Again, I didn't say that Xd has ''absolute superiority over anything else". I said that it does many things better than virtually any passive speaker I have ever seen measured. This is factual, not hyperbole. That does not make it 'better' subjectively or objectively as it doesn't do *everything* better. However, it points out the flaws in current passive speaker design very nicely. I expect these kinds of asymmetrical arguments from others, but not you.
post #144 of 481
Thread Starter 
Quote:
Originally Posted by FrantzM View Post

Good they are! Perfect they aren't.. Wilson X-2 Territory? Not on this planet!

Again, I never said they were perfect. Nor have I ever said that anybody would absolutely prefer them over X2s, though i imagine somebody might, including probably me. But they will absolutely do some things better than X2s. Vertical dispersion, for instance. Horizontal dispersion. Measured FR accuracy. X2s will likely play louder with lower motor distortion. That is not hyperbole, it is factual and predictable.
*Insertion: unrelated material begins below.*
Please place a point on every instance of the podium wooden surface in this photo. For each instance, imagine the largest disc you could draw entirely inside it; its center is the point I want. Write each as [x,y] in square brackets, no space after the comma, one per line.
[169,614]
Even if the X2 sounds subjectively better to most people, does it, in fact, make sense to spend 20 times as much for a speaker that is measurable inferior in many ways? In this day and age, I think we would both say it does not. Not when we can see what $3300 in processing and amplification does for $2700 worth of speakers.
post #145 of 481
Quote:
Originally Posted by Alimentall View Post

I NHT and others have found that the steeper crossovers fix more subjective and objective problems than they create.

John,

NHT may have concluded that - but that is NOT the conclusion of Keith Howard and
Leo Spiegel, the chief designer for the original Apogee speakers:

http://www.apogeespeakers.com/leo_spiegel_interview.htm

Leo Spiegel states that they tried steep crossovers when designing the Apogee Stage;
and found that the drivers in this two-way unit didn't integrate. He stated that when
steep crossovers were employed, one could hear the two drivers distinctly instead of
the desired effect of having a seemless whole.
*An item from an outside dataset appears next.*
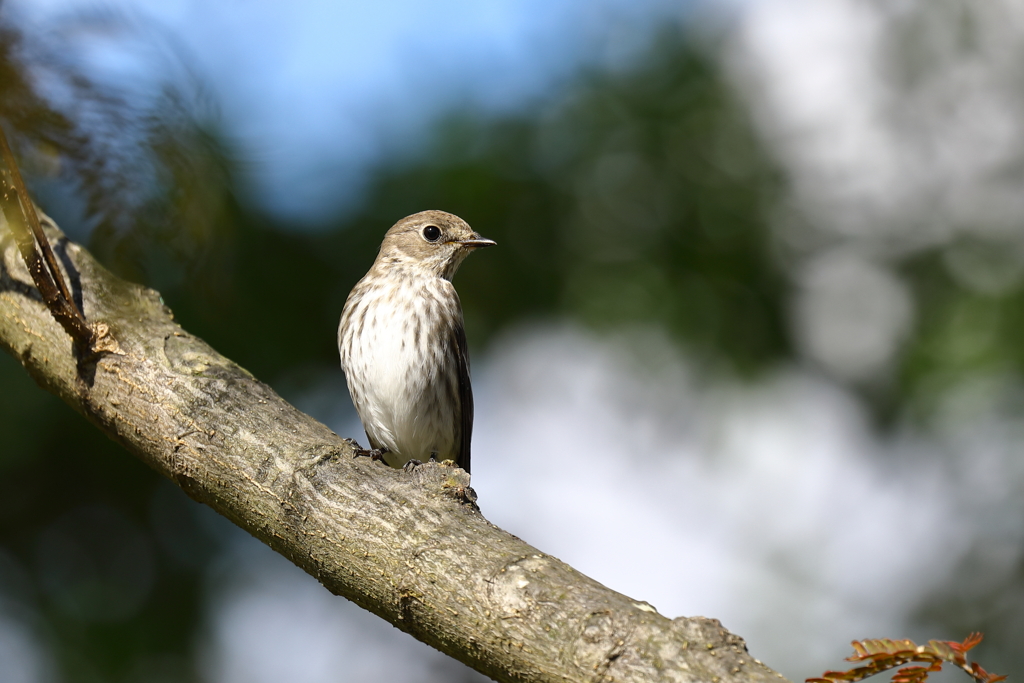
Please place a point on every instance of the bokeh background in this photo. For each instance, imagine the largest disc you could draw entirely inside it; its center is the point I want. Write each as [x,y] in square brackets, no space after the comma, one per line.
[751,345]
Leo Spiegel used a lower order, more gradual crossover to "blend" the output of the
drivers over the crossover range.

Theoretically, one would expect a more seamless transition in such an approach. If
you suddenly switch from a large driver to a smaller driver - which is what a steep
crossover does - for nearly the same frequency; you shift from one size "antenna"
[driver] to another. You have a sudden shift in radiation pattern - the larger driver
has a narrower dispersion since it is closer to the beaming limit, where as the small
driver is more isotropic.

The only problem the steep crossover really solves is the designer's problem of doing
what Leo Spiegel does and blend the driver output in the crossover regime. The steep
crossover decouples the crossover problem and makes the DESIGNER's job easier
by not having to blend together the output of two drivers as does Spiegel.
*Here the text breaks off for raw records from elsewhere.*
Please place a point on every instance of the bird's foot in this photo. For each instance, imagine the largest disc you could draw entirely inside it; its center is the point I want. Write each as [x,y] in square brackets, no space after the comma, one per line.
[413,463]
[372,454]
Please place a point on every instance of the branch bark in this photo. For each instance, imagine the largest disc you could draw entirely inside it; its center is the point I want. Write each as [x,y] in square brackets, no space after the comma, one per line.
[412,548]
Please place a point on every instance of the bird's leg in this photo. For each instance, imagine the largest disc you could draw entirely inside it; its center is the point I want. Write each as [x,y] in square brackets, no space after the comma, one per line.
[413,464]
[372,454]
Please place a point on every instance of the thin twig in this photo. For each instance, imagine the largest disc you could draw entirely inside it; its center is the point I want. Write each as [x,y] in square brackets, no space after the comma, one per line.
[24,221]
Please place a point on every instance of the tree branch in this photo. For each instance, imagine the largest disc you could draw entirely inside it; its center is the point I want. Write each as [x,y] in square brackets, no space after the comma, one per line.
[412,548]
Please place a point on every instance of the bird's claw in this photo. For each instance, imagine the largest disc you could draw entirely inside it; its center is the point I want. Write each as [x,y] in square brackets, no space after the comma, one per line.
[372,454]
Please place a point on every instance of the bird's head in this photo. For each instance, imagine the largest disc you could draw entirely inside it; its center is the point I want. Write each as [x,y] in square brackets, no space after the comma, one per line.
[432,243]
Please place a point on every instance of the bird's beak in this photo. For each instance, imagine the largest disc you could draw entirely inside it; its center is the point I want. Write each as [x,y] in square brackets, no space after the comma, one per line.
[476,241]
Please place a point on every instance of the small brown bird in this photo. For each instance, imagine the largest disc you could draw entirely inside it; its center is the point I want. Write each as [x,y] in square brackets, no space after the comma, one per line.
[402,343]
However, the price of making the designer's life easier is paid by the end user in a
poorer quality listening experience.
post #146 of 481
Quote:
Originally Posted by Alimentall View Post

Adoes it, in fact, make sense to spend 20 times as much for a speaker that is measurable inferior in many ways?

If the speakers which are "measurably inferior"in the few aspects of speakers that are actually measured sound better, yes. Measurements do not tell the entire story.
post #147 of 481
Thread Starter 
Quote:
Originally Posted by Morbius View Post

John,

NHT may have concluded that - but that is NOT the conclusion of Keith Howard and
Leo Spiegel, the chief designer for the original Apogee speakers:

http://www.apogeespeakers.com/leo_spiegel_interview.htm

Leo Spiegel states that they tried steep crossovers when designing the Apogee Stage;
and found that the drivers in this two-way unit didn't integrate. He stated that when
steep crossovers were employed, one could hear the two drivers distinctly instead of
the desired effect of having a seemless whole.

Leo Spiegel used a lower order, more gradual crossover to "blend" the output of the
drivers over the crossover range.

Theoretically, one would expect a more seamless transition in such an approach. If
you suddenly switch from a large driver to a smaller driver - which is what a steep
crossover does - for nearly the same frequency; you shift from one size "antenna"
[driver] to another. You have a sudden shift in radiation pattern - the larger driver
has a narrower dispersion since it is closer to the beaming limit, where as the small
driver is more isotropic.

The only problem the steep crossover really solves is the designer's problem of doing
what Leo Spiegel does and blend the driver output in the crossover regime. The steep
crossover decouples the crossover problem and makes the DESIGNER's job easier
by not having to blend together the output of two drivers as does Spiegel.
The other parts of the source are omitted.